Pa droned on about the latest squabble between the Pennsylvania Assembly and the governor. This whole year of 1755 had been full of war talk. I knew Pa would read all the news before he got to the advertisement that had captured my imagination.

Pa always read the ads. There were descriptions of runaway apprentices, indentured servants, and horses. Who knew when we might see one of them and be able to claim the reward? “Keep eyes sharp, lads,” Pa would say. He read all notices of sales of farms, houses, and estates. Not that he wanted to buy, but he wanted to know what the market was. Pa had a reputation for making money where others might not think to try or want to take the risk.

A sudden change in Pa’s voice caught everyone’s attention. He had found the advertisement signed by Benjamin Franklin himself. “Forty-one Wagons are immediately wanted, to carry a load of Oats and Indian Corn from Philadelphia to Wills’s Creek, for which they are to be paid twelve pounds each wagon. Protections and passes will be given the Wagoners by authority of the General, to prevent their being impressed, or detained after delivery of their Loads. They are to set out together on Thursday the 29th instant. Apply to Benjamin Franklin, in Philadelphia. Note: several neighbors may conveniently join in fitting out a wagon, as was lately done in the Back Counties. If the Wagons cannot thus be obtained, there must be an Impress.”

Pa’s voice was heavy with significance as he read that last word. Leaning back in his armchair, he looked over his spectacles. The family silently considered what he had just read. I forced myself to keep quiet. I mustn’t be in a hurry.
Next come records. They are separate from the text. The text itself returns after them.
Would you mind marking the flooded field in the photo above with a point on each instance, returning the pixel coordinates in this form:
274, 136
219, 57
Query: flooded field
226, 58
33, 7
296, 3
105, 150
“What’s an impress, Pa?” Ben asked.

“It means the army could force farmers to deliver grain, willing or not.”

“And General Braddock might keep the horses and wagon, maybe even the farmer, for as long as needed,” added Enoch. Even though he and Deborah were expecting a child of their own, he still enjoyed frightening Ben.

“If Indians are attacking as close as the Susquehanna, how much longer will we be safe here in Chester County?” Ma worried.

“An army must be splendid, all those uniforms, horses, and guns,” Ben sighed.

“An army isn’t splendid, Ben,” William scoffed. “When thee sees an army, thee is seeing men who kill each other. We don’t believe in war, remember.”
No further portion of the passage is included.